Our advice remains the same, for all Tasmanians, no matter where you live, please make sure that you phone the coronavirus hotline, if you have any symptoms at all.

It is very important as we move forward with easing of our restrictions in the community that we continue to test and that we continue to test symptomatic people.

So, please, no matter where you live across Tasmania, if you have a bit of sore throat, a snuffly nose, a cough, please call the Public Health hotline.

It is very important as we go forward and ease restrictions in our community.

I’d like to now provide an update around the Mersey Community Hospital

We know the Mersey Community Hospital has played a very important role supporting the North West Regional Hospital and North West Private when those hospitals closed. We saw a number of patients decanted to that hospital, and staff worked incredibly hard there to be able to care for them, as did staff at the LGH and the Royal Hobart Hospital when we had patients transferred there.

A Mersey Reset Plan has been developed by the THS EOC, in consultation with the Chief Executive of Hospitals North-North West, the Nursing Director of Operations at the Mersey Community Hospital, the North West Regional Health Emergency Commander and the North West Executive Director of Medical Services, all who have been supported by the leadership groups at the Mersey Community Hospital.

So, with regards to this, we’re going to see a staged reopening of key services.

This includes the Emergency Department at the Mersey Community Hospital, which will be opening of 31st May with operating hours from eight am to 10 pm.

There will be deep cleaning of high-risk areas, including the ED, as they are vacated by patients or groups temporarily occupying them.

We are implementing a number of capital works, based on infectious disease specialist advice to strengthen our response capability.

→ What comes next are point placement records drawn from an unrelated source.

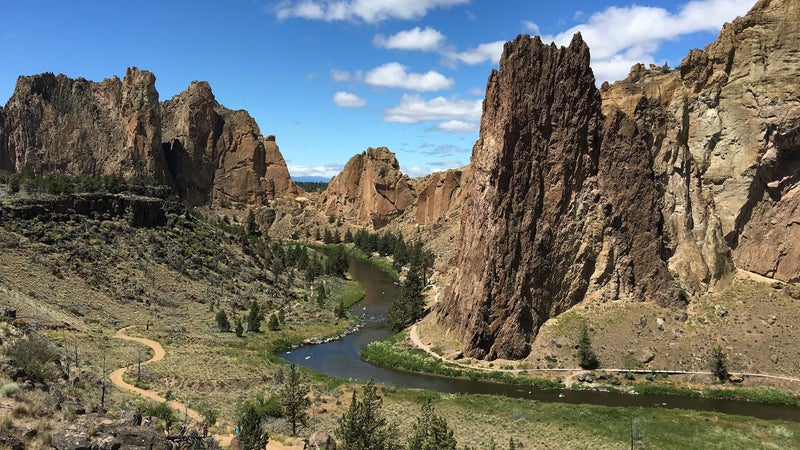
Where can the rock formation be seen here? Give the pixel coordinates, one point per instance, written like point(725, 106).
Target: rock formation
point(729, 156)
point(218, 154)
point(209, 153)
point(561, 204)
point(57, 124)
point(370, 190)
point(438, 195)
point(675, 175)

We’re recruiting additional infection prevention and control nursing staff to coordinate and support a range of critical infection control training and monitoring activities, and I note that we have recently appointed an infectious disease physician for the North West.

There’ll be a dedicated medical lead at the Mersey Community Hospital to strengthen medical governance and provide advice to support teams in primary, community and mental health.

We’re rolling out a resilience by design staff wellbeing program and a peer support program.

We’re continuing implementing the COVID training package for staff, including the online training as well as face-to-face assessments.

And we’re reviewing ordering and delivery systems, including PPE, to ensure continue availability and accessibility of stock.

I’d like to thank the community in Latrobe and around Devonport for your support during this time. I know it has been challenging not having that Emergency Department available to you.

And I’d like to thank those other facilities that have supported the North West in this time. I know the LGH and the Royal Hobart Hospital have played a key role and Ambulance Tasmania, the paramedics and the volunteers in the North West have also been working incredibly hard to ensure that those patients can be cared for over long distances.